Seems there has been a new development in the math world,
and Mrs. HM did not receive the memo. One plus one is now
TWO! Who knew? The regular Mathie, that's who, who
bailed out Mrs. HM in place of Mabel.
Which perhaps explains that $600 checkbook faux pas.
3 comments:
One plus one is one... for very small values of one. (Hey, it was good enough for the Pentium 2!)
You lost me at hypoteneuse.
Finding you've got an extra $600 is not a math faux pas-- realizing you have $600 LESS than you thought? THAT is when it's time to call a tutor!
I think I would like to teach lower math, like 7th or 8th grade math. I think it would be easier to explain than some of the more subjective things in English. Fortunately for the children, I will never be certified in that area.
Stew2K,
I'll take your word for it. But this is the last time.
Miss Ann,
But I had you at 'preposition'.
I always thought that I would like to teach math myself. It's not too bad. I'm pretty good up to the second semester of 10th grade.
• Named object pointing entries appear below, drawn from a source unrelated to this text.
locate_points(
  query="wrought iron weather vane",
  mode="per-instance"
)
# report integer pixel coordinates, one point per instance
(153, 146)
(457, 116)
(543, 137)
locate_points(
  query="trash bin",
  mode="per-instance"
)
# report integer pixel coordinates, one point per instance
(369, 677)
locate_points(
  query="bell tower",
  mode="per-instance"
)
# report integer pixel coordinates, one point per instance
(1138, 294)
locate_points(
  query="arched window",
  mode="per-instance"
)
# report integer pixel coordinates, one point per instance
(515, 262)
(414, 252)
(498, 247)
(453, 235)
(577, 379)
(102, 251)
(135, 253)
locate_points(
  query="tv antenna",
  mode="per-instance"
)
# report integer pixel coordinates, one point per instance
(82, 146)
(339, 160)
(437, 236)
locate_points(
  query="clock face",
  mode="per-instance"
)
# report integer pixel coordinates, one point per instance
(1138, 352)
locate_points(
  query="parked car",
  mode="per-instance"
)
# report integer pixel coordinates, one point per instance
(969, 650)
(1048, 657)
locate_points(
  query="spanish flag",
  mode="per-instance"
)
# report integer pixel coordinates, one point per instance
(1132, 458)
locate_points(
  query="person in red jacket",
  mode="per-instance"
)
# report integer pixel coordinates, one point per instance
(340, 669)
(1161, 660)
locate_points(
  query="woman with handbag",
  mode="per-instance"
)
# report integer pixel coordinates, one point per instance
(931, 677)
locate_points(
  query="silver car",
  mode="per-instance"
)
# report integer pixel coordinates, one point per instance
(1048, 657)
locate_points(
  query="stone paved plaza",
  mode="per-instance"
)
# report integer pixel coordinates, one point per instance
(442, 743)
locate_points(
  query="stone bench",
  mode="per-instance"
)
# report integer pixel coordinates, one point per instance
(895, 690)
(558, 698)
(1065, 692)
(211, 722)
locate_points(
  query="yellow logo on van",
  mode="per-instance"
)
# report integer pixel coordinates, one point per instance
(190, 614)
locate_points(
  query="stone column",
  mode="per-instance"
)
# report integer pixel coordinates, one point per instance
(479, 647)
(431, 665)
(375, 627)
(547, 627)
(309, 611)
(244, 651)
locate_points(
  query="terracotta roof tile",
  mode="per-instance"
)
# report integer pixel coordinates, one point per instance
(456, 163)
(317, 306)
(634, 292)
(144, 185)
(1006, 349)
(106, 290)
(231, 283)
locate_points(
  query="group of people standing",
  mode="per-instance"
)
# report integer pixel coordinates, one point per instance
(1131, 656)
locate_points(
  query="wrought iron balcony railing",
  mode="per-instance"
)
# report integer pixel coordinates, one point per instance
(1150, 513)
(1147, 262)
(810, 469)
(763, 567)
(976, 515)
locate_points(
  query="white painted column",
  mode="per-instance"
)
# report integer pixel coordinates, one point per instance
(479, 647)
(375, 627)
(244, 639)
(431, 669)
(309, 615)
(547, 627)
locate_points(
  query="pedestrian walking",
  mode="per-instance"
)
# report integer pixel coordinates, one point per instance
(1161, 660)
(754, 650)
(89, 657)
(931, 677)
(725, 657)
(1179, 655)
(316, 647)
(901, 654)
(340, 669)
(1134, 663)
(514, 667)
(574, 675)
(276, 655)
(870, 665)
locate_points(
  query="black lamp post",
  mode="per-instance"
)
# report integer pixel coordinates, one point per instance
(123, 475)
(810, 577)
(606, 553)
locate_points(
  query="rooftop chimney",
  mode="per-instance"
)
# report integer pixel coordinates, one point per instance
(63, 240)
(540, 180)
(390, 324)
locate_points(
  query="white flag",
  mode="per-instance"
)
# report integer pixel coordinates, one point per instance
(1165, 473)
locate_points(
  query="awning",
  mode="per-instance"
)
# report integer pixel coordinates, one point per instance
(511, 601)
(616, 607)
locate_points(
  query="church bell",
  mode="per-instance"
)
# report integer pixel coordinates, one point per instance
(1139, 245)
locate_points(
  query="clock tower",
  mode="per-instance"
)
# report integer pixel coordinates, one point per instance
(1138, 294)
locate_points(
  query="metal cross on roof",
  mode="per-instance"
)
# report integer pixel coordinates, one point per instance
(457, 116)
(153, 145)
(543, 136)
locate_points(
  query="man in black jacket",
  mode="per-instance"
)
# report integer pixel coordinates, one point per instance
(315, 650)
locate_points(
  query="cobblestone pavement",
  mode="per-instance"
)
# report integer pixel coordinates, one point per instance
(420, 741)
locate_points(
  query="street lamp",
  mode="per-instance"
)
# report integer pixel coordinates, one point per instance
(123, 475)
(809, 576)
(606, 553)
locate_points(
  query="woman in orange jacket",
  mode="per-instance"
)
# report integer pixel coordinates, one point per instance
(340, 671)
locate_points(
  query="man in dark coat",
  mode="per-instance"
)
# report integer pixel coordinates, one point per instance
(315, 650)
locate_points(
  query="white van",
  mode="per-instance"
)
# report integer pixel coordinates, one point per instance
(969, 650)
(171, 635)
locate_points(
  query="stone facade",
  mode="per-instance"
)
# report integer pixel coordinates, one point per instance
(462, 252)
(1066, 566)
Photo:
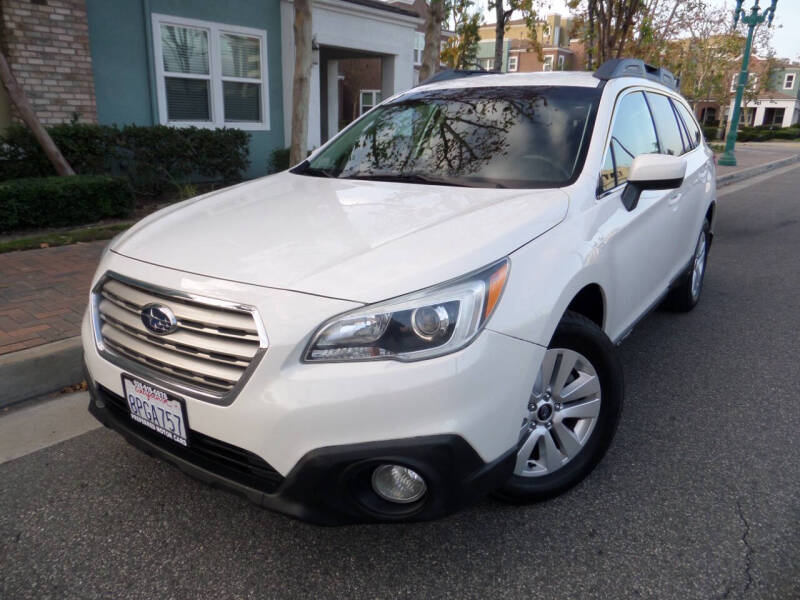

By cracky, this English stuff ain't all it's cracked up to be. By cracky. Yesterday I argued with 7th graders who declared my answer sheet was wrong, because in elementary school, they had been taught to ALWAYS capitalize Mother and Father. They were havin' none of my explanation. Only if it's used as a proper noun, like BOB or JANE. Not if you say 'my mother' or 'my father'.
Kids. Can't live with 'em...can't learn 'em.